Erschienen in Heft 43, über musik
Ressort: Feuilleton

Singen als Aufgabe

Katharina Körting

Für Sandra war das ganze Leben eine Aufgabe, unterteilt in kleine und größere Teilaufgaben. Jeder Tag war eine Aufgabe, ein großer Karren, an dem wie Waggons viele kleine Unterkarren hingen. Ihre Arbeit, Musik, die sie hörte, ihre Bewegungseinheiten – alles war eine Aufgabe. Auch Sex. Wenn die Erledigung Freude machte – umso besser, aber Freude war nicht das Motiv für die Erledigung. Das Sterben, dachte sie, wird irgendwann die letzte Aufgabe sein. Davor käme noch das Klarkommen, das sogenannte. Klar. Kommen. Bevor man ging. Aber daran mochte sie jetzt nicht denken.
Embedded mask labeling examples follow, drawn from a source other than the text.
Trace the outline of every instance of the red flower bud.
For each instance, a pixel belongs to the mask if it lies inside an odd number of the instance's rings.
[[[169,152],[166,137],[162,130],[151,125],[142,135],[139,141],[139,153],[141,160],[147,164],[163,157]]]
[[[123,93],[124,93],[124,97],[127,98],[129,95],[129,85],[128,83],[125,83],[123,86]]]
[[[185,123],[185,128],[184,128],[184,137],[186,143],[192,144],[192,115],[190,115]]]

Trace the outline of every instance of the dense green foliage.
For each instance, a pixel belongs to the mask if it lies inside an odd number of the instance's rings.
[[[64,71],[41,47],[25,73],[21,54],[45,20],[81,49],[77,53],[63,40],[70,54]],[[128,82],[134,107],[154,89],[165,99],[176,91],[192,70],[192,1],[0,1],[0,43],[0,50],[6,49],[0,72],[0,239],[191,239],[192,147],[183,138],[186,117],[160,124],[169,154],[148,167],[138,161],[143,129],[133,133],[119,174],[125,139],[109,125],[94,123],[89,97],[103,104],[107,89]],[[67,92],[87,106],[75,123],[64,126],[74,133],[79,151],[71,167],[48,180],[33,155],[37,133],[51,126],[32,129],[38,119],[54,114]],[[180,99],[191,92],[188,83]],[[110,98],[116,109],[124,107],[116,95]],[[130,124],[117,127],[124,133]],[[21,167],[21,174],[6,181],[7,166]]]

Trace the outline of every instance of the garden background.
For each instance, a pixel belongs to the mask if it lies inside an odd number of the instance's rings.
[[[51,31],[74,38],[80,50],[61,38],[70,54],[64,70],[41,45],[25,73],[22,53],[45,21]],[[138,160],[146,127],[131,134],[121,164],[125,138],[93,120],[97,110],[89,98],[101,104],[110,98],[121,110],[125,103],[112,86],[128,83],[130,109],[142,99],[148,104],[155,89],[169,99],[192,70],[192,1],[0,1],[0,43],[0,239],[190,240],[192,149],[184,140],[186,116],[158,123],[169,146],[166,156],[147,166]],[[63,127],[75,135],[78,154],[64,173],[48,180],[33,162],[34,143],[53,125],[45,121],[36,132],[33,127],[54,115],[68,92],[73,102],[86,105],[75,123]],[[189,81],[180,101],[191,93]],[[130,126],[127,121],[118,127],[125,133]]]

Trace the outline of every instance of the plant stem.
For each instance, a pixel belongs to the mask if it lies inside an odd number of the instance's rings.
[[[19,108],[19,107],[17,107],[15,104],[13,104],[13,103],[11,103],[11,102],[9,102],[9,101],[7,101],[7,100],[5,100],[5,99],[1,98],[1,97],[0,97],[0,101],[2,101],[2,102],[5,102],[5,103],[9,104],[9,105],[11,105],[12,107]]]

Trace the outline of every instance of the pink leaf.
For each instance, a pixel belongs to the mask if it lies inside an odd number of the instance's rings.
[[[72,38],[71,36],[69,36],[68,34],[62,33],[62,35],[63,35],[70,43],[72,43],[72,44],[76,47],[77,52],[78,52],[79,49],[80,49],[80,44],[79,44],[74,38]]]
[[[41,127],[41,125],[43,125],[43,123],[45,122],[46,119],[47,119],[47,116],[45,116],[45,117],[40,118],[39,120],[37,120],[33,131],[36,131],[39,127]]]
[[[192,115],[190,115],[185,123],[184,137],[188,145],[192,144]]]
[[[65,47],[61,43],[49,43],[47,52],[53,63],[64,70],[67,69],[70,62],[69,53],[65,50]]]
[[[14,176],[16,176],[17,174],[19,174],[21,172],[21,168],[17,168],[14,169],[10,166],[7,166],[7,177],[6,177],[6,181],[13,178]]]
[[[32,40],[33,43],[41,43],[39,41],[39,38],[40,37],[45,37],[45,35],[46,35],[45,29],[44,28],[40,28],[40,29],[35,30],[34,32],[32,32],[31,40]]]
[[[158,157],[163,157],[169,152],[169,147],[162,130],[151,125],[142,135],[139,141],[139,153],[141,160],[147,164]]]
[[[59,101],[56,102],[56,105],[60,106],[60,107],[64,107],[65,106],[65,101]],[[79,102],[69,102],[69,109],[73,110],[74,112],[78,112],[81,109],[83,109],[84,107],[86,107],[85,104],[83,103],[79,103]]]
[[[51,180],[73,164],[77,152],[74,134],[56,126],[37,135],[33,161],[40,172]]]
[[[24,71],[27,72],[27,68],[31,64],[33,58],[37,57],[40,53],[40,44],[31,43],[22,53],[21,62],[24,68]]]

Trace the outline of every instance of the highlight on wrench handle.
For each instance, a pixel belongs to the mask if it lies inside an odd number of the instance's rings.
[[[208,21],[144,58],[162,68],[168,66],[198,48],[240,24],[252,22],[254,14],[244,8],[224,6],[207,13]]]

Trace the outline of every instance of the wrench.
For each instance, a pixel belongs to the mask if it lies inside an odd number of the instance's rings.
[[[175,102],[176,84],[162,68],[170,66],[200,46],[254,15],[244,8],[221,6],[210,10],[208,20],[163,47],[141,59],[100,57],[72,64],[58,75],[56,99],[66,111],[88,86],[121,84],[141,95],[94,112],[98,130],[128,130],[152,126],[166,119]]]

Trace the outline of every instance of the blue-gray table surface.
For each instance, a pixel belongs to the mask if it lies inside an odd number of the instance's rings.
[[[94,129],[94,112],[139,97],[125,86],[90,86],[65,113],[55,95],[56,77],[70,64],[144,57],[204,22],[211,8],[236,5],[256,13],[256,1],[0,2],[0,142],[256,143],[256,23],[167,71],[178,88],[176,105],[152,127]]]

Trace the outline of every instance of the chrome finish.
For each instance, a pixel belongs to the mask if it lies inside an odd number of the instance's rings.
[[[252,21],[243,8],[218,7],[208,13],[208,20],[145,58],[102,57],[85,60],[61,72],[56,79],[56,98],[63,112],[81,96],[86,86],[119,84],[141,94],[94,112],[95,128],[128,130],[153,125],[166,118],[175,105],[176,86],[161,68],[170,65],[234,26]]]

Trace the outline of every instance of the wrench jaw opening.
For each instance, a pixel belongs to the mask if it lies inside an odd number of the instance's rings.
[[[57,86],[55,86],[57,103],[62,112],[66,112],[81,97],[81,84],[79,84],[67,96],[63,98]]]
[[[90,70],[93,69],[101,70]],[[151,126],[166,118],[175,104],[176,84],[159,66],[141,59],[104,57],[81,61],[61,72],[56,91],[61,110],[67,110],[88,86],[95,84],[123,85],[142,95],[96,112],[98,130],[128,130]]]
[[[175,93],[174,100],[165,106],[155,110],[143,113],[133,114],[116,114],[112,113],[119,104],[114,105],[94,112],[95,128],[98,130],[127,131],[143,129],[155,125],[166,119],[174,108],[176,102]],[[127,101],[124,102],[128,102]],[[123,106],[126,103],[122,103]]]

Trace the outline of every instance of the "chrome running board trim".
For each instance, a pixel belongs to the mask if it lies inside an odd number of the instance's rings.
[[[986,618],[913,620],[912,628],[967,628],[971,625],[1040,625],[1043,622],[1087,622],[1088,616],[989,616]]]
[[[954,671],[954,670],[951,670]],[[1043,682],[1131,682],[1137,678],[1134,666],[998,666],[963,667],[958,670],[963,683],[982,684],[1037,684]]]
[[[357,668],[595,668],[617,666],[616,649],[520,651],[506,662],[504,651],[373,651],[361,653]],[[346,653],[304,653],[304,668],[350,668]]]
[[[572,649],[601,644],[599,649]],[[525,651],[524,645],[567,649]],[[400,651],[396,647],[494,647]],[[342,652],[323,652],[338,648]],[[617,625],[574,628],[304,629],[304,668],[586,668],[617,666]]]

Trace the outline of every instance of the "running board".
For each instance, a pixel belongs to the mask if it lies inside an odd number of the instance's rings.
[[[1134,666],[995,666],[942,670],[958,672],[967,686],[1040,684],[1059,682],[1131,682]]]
Jedes Gespräch mit einem Freund, jeder Kinobesuch, jeder Abend, den sie zu verbringen hatte, mit sich allein, mit den großen Kindern, mit den kleinen Sorgen oder mit anderen Menschen, sofern sie sich diesen gewachsen fühlte (eine interessante Umschreibung, fand sie: „sich gewachsen fühlen“), denn der Umgang mit Menschen war seinerseits eine Aufgabe, bei der es unendlich viele Möglichkeiten gab, Fehler zu machen. Fehler zu vermeiden und sich gewachsen zu fühlen, waren ebenfalls Aufgaben. Auch die sogenannte Liebe war eine Aufgabe. (Sie dachte „die sogenannte Liebe“
und kam sich lässig dabei vor – aber von ihrer Abgebrühtheit war sie selbst nicht überzeugt, denn natürlich glaubte sie fest an die nicht nur sogenannte Liebe, sonst hätte sie sich das Ganze ja schenken können.)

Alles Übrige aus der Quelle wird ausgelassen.